Hideo Kojima and Yoji Shinkawa were interviewed by Famitsu in its February 6, 2020 issue, and their conversation has been handily translated by DualShockers (thank you!). Much of the interview was reminiscing and musing on the duo’s works, but we did get some interesting insight into the future of Kojima Productions. We do know that Kojima wants to experiment with streaming services and with making movies, because, “if a person can do one thing well, then they should be able to do anything well.” But, the studio could produce a manga, as Kojima and Shinkawa are intrigued by the possibilities. Shinkawa likes practical work, and joked that his eyesight has gotten worse and reading is tougher as a result. 

The creative arsenal available to Sam Porter Bridges in Death Stranding has sparked an idea for a mecha-centric world, said Kojima and Shinkawa. This could take the form of an anime, and although creating an anime is a serious undertaking, it is a little more straightforward than creating a whole game. Kojima can’t wait to use Shinkawa’s concepts in a movie, but for the time being, the studio is preoccupied with its new video game projects. One of these is a “big” game, and Kojima and Shinkawa would like to make much weirder games than Death Stranding in the future. They didn’t feel that Death Stranding was so strange, justifying that it was similar to what they’d made before. 

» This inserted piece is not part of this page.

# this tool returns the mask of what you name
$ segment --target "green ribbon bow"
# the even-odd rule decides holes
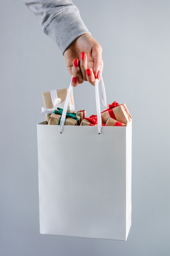
[[[62,108],[57,108],[58,110],[54,110],[52,112],[52,113],[54,113],[54,114],[56,114],[57,115],[62,115],[63,113],[63,109]],[[73,118],[75,120],[76,120],[77,122],[77,125],[79,125],[79,119],[77,117],[77,115],[75,113],[68,113],[67,112],[66,116],[65,117],[65,119],[68,118],[68,117],[70,117],[71,118]],[[59,121],[59,125],[60,124],[61,119],[61,117],[60,117]]]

And, Kojima expressed a desire to create smaller, episodic games alongside this bigger game project. He hasn’t confirmed that this is the plan, because it depends on the balance of all the plates Kojima Productions is spinning. But, it would be an interesting way to flesh out the world of Death Stranding, or experiment with ideas before they are greenlit, or produce transmedia properties. Kojima Productions is certainly generating star power, with Keanu Reeves, Helen Mirren, and now Oscar Isaac stopping by to play Death Stranding. Perhaps, we’ll see the Ex Machina actor in a mech fighting the sentient representation of the emotion of jealousy that’s taken the form of a giant tiger with bat-like wings. Perhaps.

Death Stranding is out now for the PlayStation 4, and it is coming to PC later in 2020.